BUFFALO, N.Y. (WIVB) — A rally Friday on the city’s west side was another sign of reaction to what many believe is a new approach to immigration enforcement from President Donald Trump.

And while federal officials are denying any change in policy, some in the local faith, labor and legal communities said two busts in the Buffalo area just this week shouldn’t be considered coincidental.

“We will stand and resist because we honor the dignity of all,” said Justo Gonzalez II, the pastor at Pilgrim-St. Luke’s.

Friday’s event came in the wake of two immigration busts this week.

The first happened in Hamburg on Monday evening, when 23 people were detained for allegedly being in the country illegally. Those men from various countries were working at a construction site off Southwestern Boulevard, whose general contractor is DGA Builders of Rochester. Members of the company declined comment when reached on Thursday.

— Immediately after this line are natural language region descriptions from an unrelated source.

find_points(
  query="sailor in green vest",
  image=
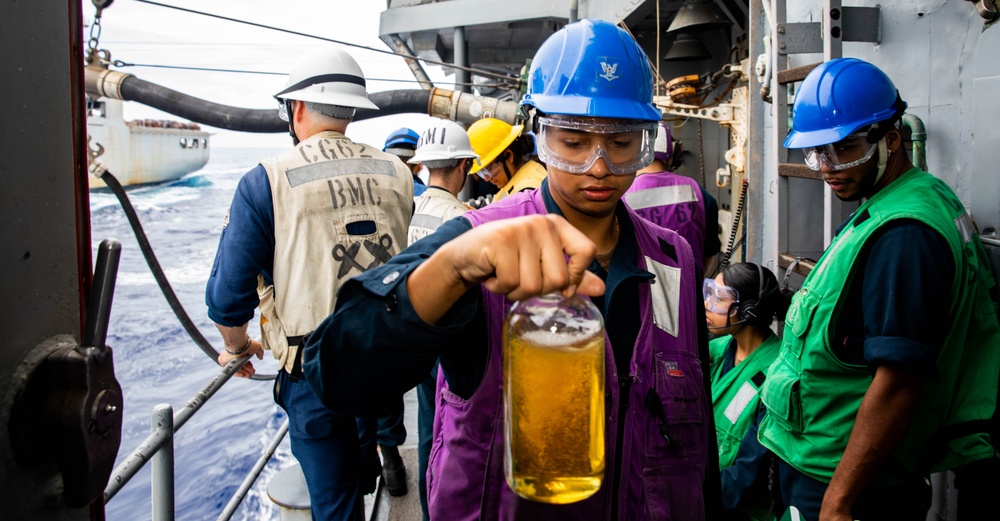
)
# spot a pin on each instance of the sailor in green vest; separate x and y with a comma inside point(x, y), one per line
point(740, 305)
point(889, 359)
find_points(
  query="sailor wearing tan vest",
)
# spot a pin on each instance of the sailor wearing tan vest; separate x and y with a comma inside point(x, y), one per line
point(301, 223)
point(445, 150)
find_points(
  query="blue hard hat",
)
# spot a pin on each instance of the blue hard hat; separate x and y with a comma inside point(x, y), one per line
point(592, 68)
point(402, 137)
point(839, 98)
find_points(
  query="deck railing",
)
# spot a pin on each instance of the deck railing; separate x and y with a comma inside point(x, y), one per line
point(158, 448)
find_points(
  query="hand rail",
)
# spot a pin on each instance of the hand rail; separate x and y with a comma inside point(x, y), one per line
point(162, 435)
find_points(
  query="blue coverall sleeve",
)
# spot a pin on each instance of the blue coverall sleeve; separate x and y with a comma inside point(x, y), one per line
point(246, 249)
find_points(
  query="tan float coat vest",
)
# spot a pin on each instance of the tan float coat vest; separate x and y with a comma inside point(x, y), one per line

Two days later, another nine were charged with immigration violations after a bust on Grand Island. It’s believed the men were living and working on the island, and at least one of them was a convicted sex offender who had been previously deported from the United States.

Ralliers say the recent activity is the result of a new edict from the White House, one they will not only protest, but work to actively subvert.

“We want to make it clear that anyone who fears Border Patrol or ICE or any fear of being threatened or stopped will always find a safe and sacred space within our midst, and our doors will be open,” Gonzalez said.

Anjana Malhotra is an associate professor at the University at Buffalo Law School, who specializes in immigration and civil rights.

“The CBP has not been involved in extensive interior enforcement. This is new,” she said. “(President) Obama had a significant deportation program. And he prioritized how (the Department of Homeland Security) DHS should enforce immigration law. … This is an American tradition.”

However, Malhotra said it sets a “troubling” precedent, especially since both of the Buffalo-area busts were the result of tips from the public followed by CBP investigations.

“It opens up really troubling questions because it invites community members to just act on their own suspicion,” she said. “There’s serious concern that DHS has instructed its agents, or allowed its  agents to act outside the law, to act outside the constitutional rights of all people.”

Officials from Customs and Border Protection have said multiple times this week any recent action has nothing to do with the new administration. And they’ve been adamant there’s no new presidential directive. The laws on the books remain the same.

Malhotra isn’t buying it.

“It’s another way that Trump has moved immigration policy from evaluating cases according to our national priorities and shared values to a dragnet, to an indiscriminate dragnet,” she said. “And it’s really troubling.”

Early Friday, the White House denied a report that up to 100,000 members of the National Guard would be mobilized to help enforce immigration laws.

Officials from the CBP said the same, and that they had “not been provided with any information regarding the use of NG personnel to address immigration matters.”